If there's one quality of Honda automobiles that we value the most, it's their elegant simplicity. For a while, that engineering elegance translated well to the Acura brand. Products like the Legend and Integra gained substantial following from a widely varied group of people. From hard-core enthusiasts to near-luxury buyers, Acura represented a no-excess, no-baggage way to upgrade from mass-market products.
And then the brand faltered a little. First into the dumpster went the brand names that had so much equity. And next was the understated style that said "expensive" without saying "ostentatious." The results? Products like the current TL and RL-excellent cars ruined by buck-toothed grille, confusing market positioning, and names that no one can remember.
The Acura sedan that fared the best was the TSX. Staying mostly true to form, this mid-size sedan kept its four-cylinder engine -- at least initially. It got the chevron-grille, but in toned-down form. The six-speed manual stuck around, which pleased an ever-smaller, but always vocal group of enthusiasts. And then it got a V-6, which bumped its price up to within spitting distance of the (much) larger TL-and it started looking like even the TSX was losing its way.
And now, we have redemption. The TSX Sport Wagon marks a return to the cars that Acura should have been making all along. With front-wheel drive, a four-cylinder engine, and automatic-only transmission, it's not trying to compete with the BMW 3-series Touring. Or even the Audi A4 Avant. It is, simply, a well-built compact wagon.

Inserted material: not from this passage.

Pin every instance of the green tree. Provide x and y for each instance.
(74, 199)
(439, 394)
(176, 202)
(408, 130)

Sadly, it still has the Butter Face front end, but it's better looking than the sedan. Like all wagons, it's far more useful, too, with airy back seats, a big rear cargo hold and an available power liftgate. Take everything you know and love about the TSX sedan, add a backpack, and you have the Sport Wagon.
The TSX is fantastic to drive, with a quick, perfectly weighted steering rack attached to a thick, leather-covered wheel. The transmission still has only five forward gears, but it makes good use of the ratios, happily revving the snot out of the engine when needed. At 2.4 liters, this is a big four, and it does get vocal at high revs, with a hollow, purposeful note that vibrates the floorboard-but it's more "sporty" than "thrashy." Of course, it can't compete with Audi's turbocharged four-cylinders, Volkswagen and Volvo's five-cylinders, or BMW's silken in-line sixes, but Hondas are at their best when they're not trying to emulate everyone else's high-torque, low-rev powertrains.
The only thing missing from the TSX? A stick shift. Oh, the product planners have promised us that TSX buyers don't want manuals. But it's been many years since Honda has offered a compact wagon-and we think they're mistaken. After all, almost one in four buyers of the Volkswagen Jetta wagon -- the car that we think buyers will cross-shop with this TSX-opt to shift for themselves.
Still, Acura hopes to sell only 4000 TSX wagons per year, or only about a fifth as many as Volkswagen Jetta SportWagens. We think that's a realistic goal -- but we're hoping to see a lot more TSX Sport Wagons than that. If only because wagons are such a smart, practical, and sexy alternative to compromised, dime-a-dozen small crossovers.